Before the opposite line knew what happened, he elbowed one in the throat, sending him sprawling in the dust. A tattooed warrior came at him. Joshua kneed him in the groin and he went down, too. A short bow-legged warrior to his right swung his club in a mighty arc. The swing, too high, took too long. Joshua gave him a right hook to the jaw. Bow-Legs lifted two feet off the ground, teeth went flying and the warrior hit face first in the dust.

He jabbed another in the throat because jabbing was quicker and afterward, breathing became an impossibility. He swung out his leg, tripping several of his competitors, and then kicked them to make sure they stayed there. Some braver warriors closed in. These warriors were at a disadvantage for they had no idea of his pugilist skills as well as his impulse for brawling.

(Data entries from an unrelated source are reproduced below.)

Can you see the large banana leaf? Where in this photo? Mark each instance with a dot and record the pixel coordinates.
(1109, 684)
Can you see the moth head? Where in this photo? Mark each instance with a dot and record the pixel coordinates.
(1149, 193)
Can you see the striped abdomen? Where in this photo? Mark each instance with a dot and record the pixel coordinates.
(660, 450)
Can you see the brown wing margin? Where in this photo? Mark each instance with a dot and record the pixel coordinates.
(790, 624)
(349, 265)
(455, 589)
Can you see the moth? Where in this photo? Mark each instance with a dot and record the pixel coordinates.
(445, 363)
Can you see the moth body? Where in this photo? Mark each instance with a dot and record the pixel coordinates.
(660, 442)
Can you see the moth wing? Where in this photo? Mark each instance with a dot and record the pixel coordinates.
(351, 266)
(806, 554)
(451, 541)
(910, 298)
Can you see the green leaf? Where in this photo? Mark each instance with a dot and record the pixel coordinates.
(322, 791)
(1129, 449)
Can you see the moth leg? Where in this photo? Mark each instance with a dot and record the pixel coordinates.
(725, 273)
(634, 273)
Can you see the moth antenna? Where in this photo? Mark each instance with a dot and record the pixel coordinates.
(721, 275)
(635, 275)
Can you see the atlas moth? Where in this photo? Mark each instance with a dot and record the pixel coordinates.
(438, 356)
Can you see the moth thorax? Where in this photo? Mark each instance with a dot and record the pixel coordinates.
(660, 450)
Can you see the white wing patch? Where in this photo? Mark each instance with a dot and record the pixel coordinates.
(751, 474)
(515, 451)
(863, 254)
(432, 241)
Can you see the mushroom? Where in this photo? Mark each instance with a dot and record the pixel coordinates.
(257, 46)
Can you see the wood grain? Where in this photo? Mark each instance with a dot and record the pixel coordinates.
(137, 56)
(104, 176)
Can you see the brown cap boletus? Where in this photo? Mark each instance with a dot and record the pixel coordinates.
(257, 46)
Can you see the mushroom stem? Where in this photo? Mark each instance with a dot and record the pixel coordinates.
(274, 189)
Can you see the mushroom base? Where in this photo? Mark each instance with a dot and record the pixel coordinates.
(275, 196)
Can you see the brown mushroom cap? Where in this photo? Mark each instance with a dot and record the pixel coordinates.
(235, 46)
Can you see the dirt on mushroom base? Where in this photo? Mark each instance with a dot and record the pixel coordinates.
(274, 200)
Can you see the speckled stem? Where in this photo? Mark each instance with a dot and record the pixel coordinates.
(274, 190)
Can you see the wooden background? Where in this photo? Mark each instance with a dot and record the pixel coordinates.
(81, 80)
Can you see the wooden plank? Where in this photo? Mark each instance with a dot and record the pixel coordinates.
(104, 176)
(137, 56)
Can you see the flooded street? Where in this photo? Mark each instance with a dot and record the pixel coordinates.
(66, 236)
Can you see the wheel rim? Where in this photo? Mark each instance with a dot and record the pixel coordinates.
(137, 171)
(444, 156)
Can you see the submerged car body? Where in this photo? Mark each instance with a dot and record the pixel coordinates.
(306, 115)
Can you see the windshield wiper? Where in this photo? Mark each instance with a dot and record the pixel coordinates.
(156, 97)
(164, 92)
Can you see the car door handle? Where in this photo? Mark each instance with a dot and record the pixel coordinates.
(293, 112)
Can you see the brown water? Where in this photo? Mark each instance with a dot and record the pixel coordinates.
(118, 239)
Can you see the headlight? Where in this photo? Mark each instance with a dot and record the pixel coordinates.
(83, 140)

The warrior with the red jacket came at him, his club a great curve which would crush his skull. Like a boxer, his lithe dancing helped him dodge the blow and with a powerful upper cut, knocked Red Jacket out cold.

A tomahawk grazed his ear, he twisted his head, kicked his assailant in the stomach with enough power to cause him to fly backward. The tomahawk wheeled back on his opponent and sliced off part of his ear.

He came to the end of the line and laughed. Warriors drew near and shouted angrily. They had been cheated of their prize. Silence pulsed in the air.

Joshua placed his hands on his knees, breathing, keeping an eye on Onontio. The War Chief drew himself up, his eyes blazing, a knife palmed between his hands. He was ugly, the fresh scar slashed down his sagging cheek made him uglier.

Joshua stumbled forward, glanced over at Juliet, sitting majestic and beautiful. He saw how the tether whipsawed against her tender flesh. The agony she must be enduring choked him and fueled the violent fury within him. “Onontio, you may quit now, saving yourself a humiliation and—your life.”